The man gave him a flat stare and nodded past him towards the girl in the armchair. Neil turned, frowning, and walked over to her; he stopped with a slight bow and said, ‘I’m Monsieur Ingleby. Were you asking for me?’
She looked impassively up at him: ‘You are the English journalist who came by boat yesterday from Greece.’ It was not a question, but a statement of fact. Neil nodded, swallowing hard.
‘Sit down, Monsieur Ingleby.’ She took out a packet of Gitanes, lit one, tossed the match on the floor and sat watching him through the curling smoke. She had fine black eyes that sloped upwards in a wide face, and her nose was straight, in a bold line with her forehead, giving her a dramatic Grecian profile. She wore a crimson sheath of shot-silk cut low over her sunburnt breasts. Her arms were bare and her hands slender and brown; she wore no make-up and no ring. On her left wrist was a loose, heavy bracelet of Berber silver.

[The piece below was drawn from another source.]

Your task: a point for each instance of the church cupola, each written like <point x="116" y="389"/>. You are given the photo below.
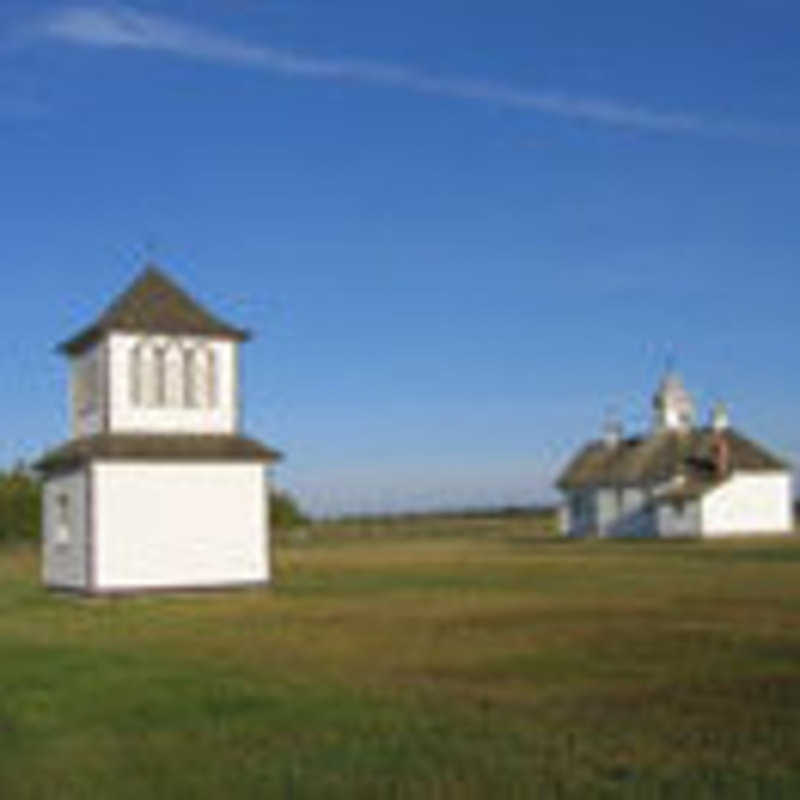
<point x="155" y="361"/>
<point x="673" y="406"/>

‘You represent a famous English newspaper,’ she began, speaking with the deliberation of a set speech, ‘it is important that while you are here you write the truth. Many of the foreigners here tell lies about us. They accuse us of being murderers and Fascists and traitors. That is not true. This is our country. We built it out of the sand. Before the French came there was nothing! The Arabs were nomads — tribesmen who came from outside and profited from what we had built, and now they say the country is theirs. It is not theirs, Monsieur Ingleby! This country is French, and we shall keep it French!’ Her eyes were fierce and beautiful, and they confused him: he was not used to political passion so early in the morning. He nodded again and said nothing. There was something both absurd and rather frightening about this lovely girl mouthing political abstractions, while outside she and her friends wielded the weapons of violence and death.
‘You must write in your newspaper that we are not Fascists and murderers,’ she went on, ‘we are patriots!’ She paused, inhaling deeply, and Neil mumbled something about trying to be objective and seeing all sides of the problem; then added, ‘What is your name?’
‘Anne-Marie. You don’t have to know my family name.’ She looked up sharply. Van Loon was coming towards them across the foyer. He stopped in front of her and gave a jerky bow. Neil said, ‘This is my Dutch friend who came with me from Greece.’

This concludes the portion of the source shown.